Mussolini’s dreams of waging a short war almost independently from Hitler faded away during 1941 in the snows of Greece. His main concern became how to secure an important place for Italy in a German-dominated Europe. Hitler blamed his need to go rescue the Italians on the Greek front for delaying his invasion of Russia.
As the war turned against Germany, Mussolini wanted to find a political solution to the conflict by negotiating a separate peace agreement with Moscow.
May 10, 1943: On the day that the Enabling Act of 1933 was set to expire by its terms, Adolf Hitler signed an order extending his dictatorship indefinitely. Published in the Reich Law Gazette, the decree stated “The Reich government will continue to exercise the powers bestowed on it by virtue of the law of March 24, 1933. I reserve for myself the obtaining of a confirmation of these powers of the Reich government by the Greater German Reichstag.”
Following the defeat of the Axis Powers in North Africa in May 1943, there was disagreement between the Allies as to what the next step should be. The British Prime Minister, Winston Churchill, in particular wanted to invade Italy, which in November 1942 he called “the soft underbelly of the axis.” Popular support in Italy for the war was declining, and he believed an invasion would remove Italy, and thus the influence of Axis forces in the Mediterranean Sea, opening it to Allied traffic.
When it became clear that no cross-channel invasion of occupied France could be undertaken in 1943, the US agreed to invade Sicily, with no commitment made to any follow-up operations. However, both Churchill and FDR accepted the necessity of Allied armies continuing to engage the Axis in the period after a successful campaign in Sicily and before the start of one in northwest Europe.
With an Allied invasion of Italy imminent, Pope Pius XII sent an appeal to FDR, asking that American bombers spare the destruction of Rome, noting that its “many treasured shrines of religion and art” were “the precious heritage not of one people but of all human and Christian civilization”
By mid-June, 1943, the war was all but lost for the Italians. The Italian population was alienated, and the Grand Council and the king were pressing Mussolini to negotiate a way out of the war.
In late June, Mussolini was continuing his psychological contest with Hitler.
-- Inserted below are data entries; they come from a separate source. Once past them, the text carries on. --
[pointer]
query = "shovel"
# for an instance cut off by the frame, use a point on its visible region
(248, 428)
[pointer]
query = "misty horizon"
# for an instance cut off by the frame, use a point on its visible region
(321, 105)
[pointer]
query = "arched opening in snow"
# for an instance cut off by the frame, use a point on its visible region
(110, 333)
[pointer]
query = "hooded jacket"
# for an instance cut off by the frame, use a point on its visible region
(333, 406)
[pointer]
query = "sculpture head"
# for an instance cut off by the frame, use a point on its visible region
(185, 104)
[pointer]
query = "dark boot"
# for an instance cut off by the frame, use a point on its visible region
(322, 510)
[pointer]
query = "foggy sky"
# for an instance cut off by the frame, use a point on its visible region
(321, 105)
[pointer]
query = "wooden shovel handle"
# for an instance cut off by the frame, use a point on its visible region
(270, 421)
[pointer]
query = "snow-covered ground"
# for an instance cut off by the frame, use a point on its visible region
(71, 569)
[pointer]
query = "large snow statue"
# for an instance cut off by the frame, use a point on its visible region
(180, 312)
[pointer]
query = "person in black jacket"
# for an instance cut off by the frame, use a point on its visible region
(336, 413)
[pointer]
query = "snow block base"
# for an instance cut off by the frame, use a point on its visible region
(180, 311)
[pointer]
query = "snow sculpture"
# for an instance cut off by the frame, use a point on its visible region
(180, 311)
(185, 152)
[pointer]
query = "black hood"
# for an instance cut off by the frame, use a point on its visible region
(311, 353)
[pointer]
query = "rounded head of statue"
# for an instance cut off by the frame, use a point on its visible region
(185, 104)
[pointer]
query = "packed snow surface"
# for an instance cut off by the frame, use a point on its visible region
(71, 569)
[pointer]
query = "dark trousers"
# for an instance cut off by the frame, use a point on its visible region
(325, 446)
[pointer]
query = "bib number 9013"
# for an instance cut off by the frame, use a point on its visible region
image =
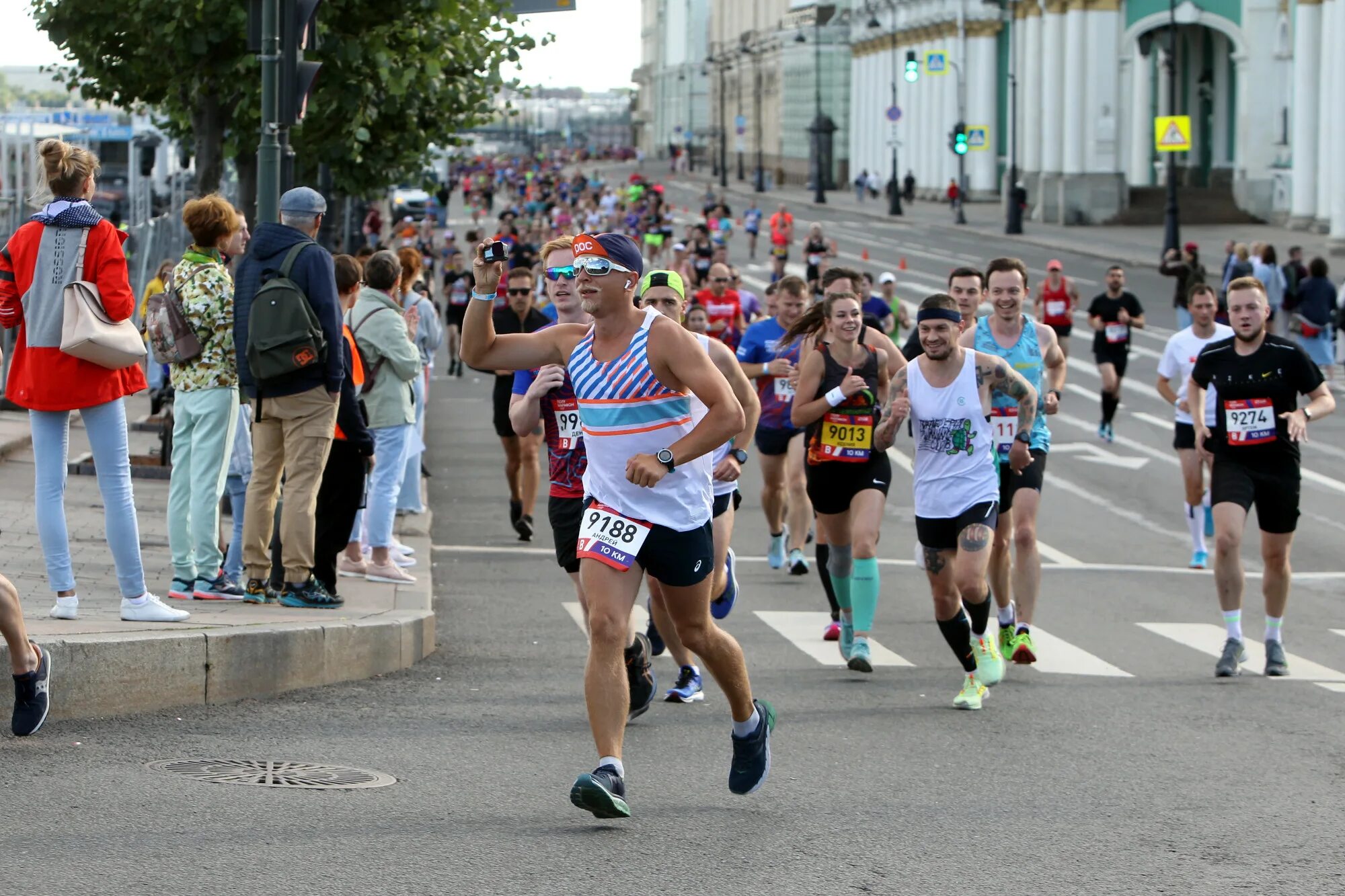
(610, 537)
On July 1, 1943, against the Hitler’s wishes, Mussolini met with the Romanian deputy premier, Antonescu, with whom he agreed to promote the long-debated inter-Axis conference (and a Nazi-Soviet settlement, which was of no interest to Hitler).
Allied forces landed in Sicily starting on July 10, 1943 and moved northward. Support for the war and for Mussolini had dropped substantially, and he was ousted on July 25, 1943. On September 3, an armistice was reached between the new government of Italy and the Allies. Hitler was already in the north of Italy, and the Italian peninsula became a contested war zone.
On October 13, 1943, one month after Italy surrendered to the Allies, it declared war on its one-time Axis partner, Nazi Germany.